NATO appears to welcome the expansion with open arms. “If they want to, they can join with ease,” said NATO chief Jens Stoltenberg. Aspiring NATO members must demonstrate that they meet military and political criteria. But Stoltenberg has stated that as NATO's closest partners, Finland and Sweden share the same values and challenges as the military alliance.
The accession would need to be approved by the 30 other NATO members, which could leave Sweden and Finland vulnerable during the accession process. In that case, they wouldn't normally be a part of NATO yet but could have irked Russia nonetheless. However, according to De Morgen, Stoltenberg hinted that other security guarantees could be implemented during this period from other NATO members such as the US or France.
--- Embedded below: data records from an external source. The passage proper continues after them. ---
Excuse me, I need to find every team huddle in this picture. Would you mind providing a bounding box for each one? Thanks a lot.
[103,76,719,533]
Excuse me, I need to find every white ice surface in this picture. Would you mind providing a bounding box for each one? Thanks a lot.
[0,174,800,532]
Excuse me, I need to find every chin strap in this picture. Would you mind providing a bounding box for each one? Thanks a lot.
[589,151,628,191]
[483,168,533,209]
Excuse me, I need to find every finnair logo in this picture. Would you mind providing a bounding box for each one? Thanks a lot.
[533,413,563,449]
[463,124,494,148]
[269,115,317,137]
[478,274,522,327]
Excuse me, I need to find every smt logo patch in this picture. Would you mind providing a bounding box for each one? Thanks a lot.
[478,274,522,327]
Yet, any NATO enlargement is likely to be seen as a provocation by Russia. Kremlin spokesperson, Dmitry Peskov, said on Monday that the alliance was “a tool geared towards confrontation” and that possible accession of Sweden and Finland “will not bring stability to the European continent”.
Russia wants to re-establish its spheres of interest and create another Russian empire. That's why attacking Ukraine won't be enough, warned Danish Prime Minister Mette Frederiksen in an interview with Berlingske on Sunday, underlining the urgency for Finland and Sweden.
Recently, Former Russian Prime Minister had lifted the curtain on Russia's expansionist ambitions. He described Russia's ultimate dream as creating "an open Eurasia, from Lisbon to Vladivostok" in a post on Telegram.